Preliminary Psychometric Properties of a Measure of Karen Horney's Tridimensional Theory in Children and Adolescents
Frederick L. Coolidge, Daniel L. Segal, Alisa J. Estey, and Paula J. Neuzil
University of Colorado at Colorado Springs
This study established the psychometric properties of a child and adolescent version of the Horney- Coolidge Tridimensional Inventory (HCTI), which assesses psychoanalyst Karen Horney's theory of neurotic types. Parents of 302 children (ages 5 to 17 years; median age 5 12.0 years) completed the new 45-item version of the HCTI and the Coolidge Personality and Neuropsychological Inventory (CPNI) about their children. The three main scales (Compliance, Aggression, and Detachment) had good internal scale reliability and excellent test-retest reliability. Principal components analysis supported Horney's three dimensions and a six-component substructure. There was also sufficient construct validity with personality disorder scales from the CPNI with the three HCTI dimensions and their six components. The implications of the findings are discussed for Horneyan theory. & 2010 Wiley Periodicals, Inc. J Clin Psychol 67:383-390, 2011.
Keywords: adolescence; assessment; child clinical psychology; child development; child psychopathology
In 1945, Karen Horney published her classic text Our Inner Conflicts, in which she proposed that three relatively independent defense mechanisms helped children to cope with a "basic anxiety." She theorized that these coping mechanisms were not ad hoc ego defenses but could become chronic personality characteristics, which she labeled "neurotic trends."
According to Horney, the compliant type solved the issue of basic anxiety by "moving toward" people. She proposed that they had a strong need for affection and approval from others, and especially a need for a "partner." The neurotic aspects of the compliant type included compulsivity, indiscriminate tendencies for moving towards other people, and anxiety or depression when frustrated.

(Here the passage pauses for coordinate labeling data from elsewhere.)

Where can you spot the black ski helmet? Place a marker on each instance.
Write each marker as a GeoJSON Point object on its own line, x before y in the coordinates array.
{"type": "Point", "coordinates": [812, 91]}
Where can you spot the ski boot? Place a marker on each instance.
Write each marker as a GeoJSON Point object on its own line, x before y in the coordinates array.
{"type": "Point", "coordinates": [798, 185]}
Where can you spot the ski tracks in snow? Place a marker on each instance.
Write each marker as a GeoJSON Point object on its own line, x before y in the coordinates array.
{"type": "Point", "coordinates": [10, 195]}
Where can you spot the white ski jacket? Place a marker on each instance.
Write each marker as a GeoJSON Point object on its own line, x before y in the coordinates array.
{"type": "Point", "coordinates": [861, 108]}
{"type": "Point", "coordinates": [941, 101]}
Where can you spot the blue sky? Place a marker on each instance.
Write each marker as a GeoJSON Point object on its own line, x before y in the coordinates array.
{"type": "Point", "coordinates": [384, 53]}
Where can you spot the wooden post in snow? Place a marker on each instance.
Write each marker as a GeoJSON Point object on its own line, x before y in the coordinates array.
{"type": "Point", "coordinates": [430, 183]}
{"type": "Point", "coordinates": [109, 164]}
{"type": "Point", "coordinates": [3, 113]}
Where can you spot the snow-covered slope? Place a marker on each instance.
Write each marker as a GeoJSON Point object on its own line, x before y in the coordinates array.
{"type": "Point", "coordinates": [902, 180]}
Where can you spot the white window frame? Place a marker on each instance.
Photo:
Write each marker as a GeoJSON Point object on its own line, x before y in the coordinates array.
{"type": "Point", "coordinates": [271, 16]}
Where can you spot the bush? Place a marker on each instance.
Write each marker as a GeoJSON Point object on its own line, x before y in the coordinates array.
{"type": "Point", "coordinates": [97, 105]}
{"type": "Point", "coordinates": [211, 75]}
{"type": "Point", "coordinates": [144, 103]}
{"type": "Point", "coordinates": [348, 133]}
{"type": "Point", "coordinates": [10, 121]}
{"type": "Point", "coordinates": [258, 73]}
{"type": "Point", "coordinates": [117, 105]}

Horney also proposed that just as the compliant type indiscriminately finds most people nice (often to their chagrin), the aggressive type assumes that others are hostile and that life is a constant struggle, characterized by Horney as "moving against" others. Fear is never admitted or shown and they will attempt to exclude feelings altogether. There is a strong need to outsmart and exploit others and relationships are developed solely to better themselves. Their primary need is having control of others and life is seen as a battle they must fight to win.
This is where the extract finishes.